I've only been looking at partial-sort-basic-1.patch so far;

The patch no longer applies to master, but this was only due to a tab being replaced by 2 spaces in a pgident run. I've attached an updated patch which currently applies without any issues.

Here's a few notes from reading over the code:

* pathkeys.c

  EquivalenceMember *member = (EquivalenceMember *)
lfirst(list_head(key->pk_eclass->ec_members));

You can use linitial() instead of lfirst(list_head()). The same thing occurs in costsize.c

* pathkeys.c

The following fragment:

n = pathkeys_common(root->query_pathkeys, pathkeys);

if (n != 0)
{
/* It's useful ... or at least the first N keys are */
return n;
}

return 0; /* path ordering not useful */
}

Could just read:

/* return the number of path keys in common, or 0 if there are none */
return pathkeys_common(root->query_pathkeys, pathkeys);

* execnodes.h

In struct SortState, some new fields don't have a comment.


I've also thrown a few different workloads at the patch and I'm very impressed with most of the results. Especially when LIMIT is used, however I've found a regression case which I thought I should highlight, but for now I can't quite see what could be done to fix it.

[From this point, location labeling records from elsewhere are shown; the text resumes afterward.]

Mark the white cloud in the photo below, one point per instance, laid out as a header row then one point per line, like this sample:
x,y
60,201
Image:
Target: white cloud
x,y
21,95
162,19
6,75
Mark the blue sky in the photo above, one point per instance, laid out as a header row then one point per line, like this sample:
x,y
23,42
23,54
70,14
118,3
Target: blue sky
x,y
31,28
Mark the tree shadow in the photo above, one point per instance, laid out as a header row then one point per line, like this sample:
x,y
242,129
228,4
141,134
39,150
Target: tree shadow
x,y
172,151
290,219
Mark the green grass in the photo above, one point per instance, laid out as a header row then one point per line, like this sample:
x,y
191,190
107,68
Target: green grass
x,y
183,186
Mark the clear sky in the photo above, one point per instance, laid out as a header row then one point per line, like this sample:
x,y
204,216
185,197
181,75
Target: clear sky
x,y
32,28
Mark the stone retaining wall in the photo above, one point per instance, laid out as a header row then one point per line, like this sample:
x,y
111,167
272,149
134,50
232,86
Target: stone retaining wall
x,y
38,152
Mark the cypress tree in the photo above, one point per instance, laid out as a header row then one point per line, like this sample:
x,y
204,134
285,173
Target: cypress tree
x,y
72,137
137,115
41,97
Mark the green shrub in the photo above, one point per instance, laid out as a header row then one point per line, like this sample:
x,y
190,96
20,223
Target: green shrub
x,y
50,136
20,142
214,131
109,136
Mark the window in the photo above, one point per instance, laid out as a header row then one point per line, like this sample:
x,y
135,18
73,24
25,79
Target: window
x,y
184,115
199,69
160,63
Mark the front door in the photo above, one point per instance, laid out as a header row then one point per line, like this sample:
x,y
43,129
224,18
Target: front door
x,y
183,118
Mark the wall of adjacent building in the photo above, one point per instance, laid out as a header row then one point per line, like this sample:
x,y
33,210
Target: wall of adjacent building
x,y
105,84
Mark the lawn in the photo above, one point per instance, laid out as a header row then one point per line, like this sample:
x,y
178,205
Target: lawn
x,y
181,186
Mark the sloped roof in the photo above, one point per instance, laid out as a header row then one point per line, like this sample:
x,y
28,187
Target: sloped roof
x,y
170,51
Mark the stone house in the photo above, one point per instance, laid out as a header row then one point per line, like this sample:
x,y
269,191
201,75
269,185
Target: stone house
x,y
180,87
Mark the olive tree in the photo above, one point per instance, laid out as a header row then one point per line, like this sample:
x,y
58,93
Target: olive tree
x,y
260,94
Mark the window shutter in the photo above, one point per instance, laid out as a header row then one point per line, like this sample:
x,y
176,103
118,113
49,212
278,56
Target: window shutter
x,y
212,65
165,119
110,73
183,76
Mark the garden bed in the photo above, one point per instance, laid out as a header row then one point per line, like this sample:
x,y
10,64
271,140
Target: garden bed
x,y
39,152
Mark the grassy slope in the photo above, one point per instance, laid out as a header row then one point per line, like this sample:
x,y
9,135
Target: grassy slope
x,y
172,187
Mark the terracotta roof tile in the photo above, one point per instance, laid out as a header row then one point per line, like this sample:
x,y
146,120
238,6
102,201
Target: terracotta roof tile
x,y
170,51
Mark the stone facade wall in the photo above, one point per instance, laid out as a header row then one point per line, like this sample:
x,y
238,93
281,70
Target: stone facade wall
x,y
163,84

create table a (x int not null, y int not null);
insert into a select x.x,y.y from generate_series(1,1000000) x(x) cross join generate_series(1,10) y(y);

Patched:
explain analyze select x,y from a where x+0=1 order by x,y limit 10;
                                                             QUERY PLAN
------------------------------------------------------------------------------------------------------------------------------------
 Limit  (cost=92.42..163.21 rows=10 width=8) (actual time=6239.426..6239.429 rows=10 loops=1)
   ->  Partial sort  (cost=92.42..354064.37 rows=50000 width=8) (actual time=6239.406..6239.407 rows=10 loops=1)
         Sort Key: x, y
         Presorted Key: x
         Sort Method: quicksort  Memory: 25kB
         ->  Index Scan using a_x_idx on a  (cost=0.44..353939.13 rows=50000 width=8) (actual time=0.059..6239.319 rows=10 loops=1)
               Filter: ((x + 0) = 1)
               Rows Removed by Filter: 9999990
 Planning time: 0.212 ms
 Execution time: 6239.505 ms
(10 rows)


Time: 6241.220 ms

Unpatched:
explain analyze select x,y from a where x+0=1 order by x,y limit 10;
                                                     QUERY PLAN
--------------------------------------------------------------------------------------------------------------------
 Limit  (cost=195328.26..195328.28 rows=10 width=8) (actual time=3077.759..3077.761 rows=10 loops=1)
   ->  Sort  (cost=195328.26..195453.26 rows=50000 width=8) (actual time=3077.757..3077.757 rows=10 loops=1)
         Sort Key: x, y
         Sort Method: quicksort  Memory: 25kB
         ->  Seq Scan on a  (cost=0.00..194247.77 rows=50000 width=8) (actual time=0.018..3077.705 rows=10 loops=1)
               Filter: ((x + 0) = 1)
               Rows Removed by Filter: 9999990
 Planning time: 0.510 ms
 Execution time: 3077.837 ms
(9 rows)


Time: 3080.201 ms

As you can see, the patched version performs an index scan in order to get the partially sorted results, but it does end up quite a bit slower than the seqscan/sort that the unpatched master performs. I'm not quite sure how realistic the x+0 = 1 WHERE clause is, but perhaps the same would happen if something like x+y = 1 was performed too.... After a bit more analysis on this, I see that if I change the 50k estimate to 10 in the debugger that the num_groups is properly estimated at 1 and it then performs the seq scan instead. So it looks like the costings of the patch are not to blame here. (The 50k row estimate comes from rel tuples  / DEFAULT_NUM_DISTINCT)

That's all I have at the moment... More to follow soon.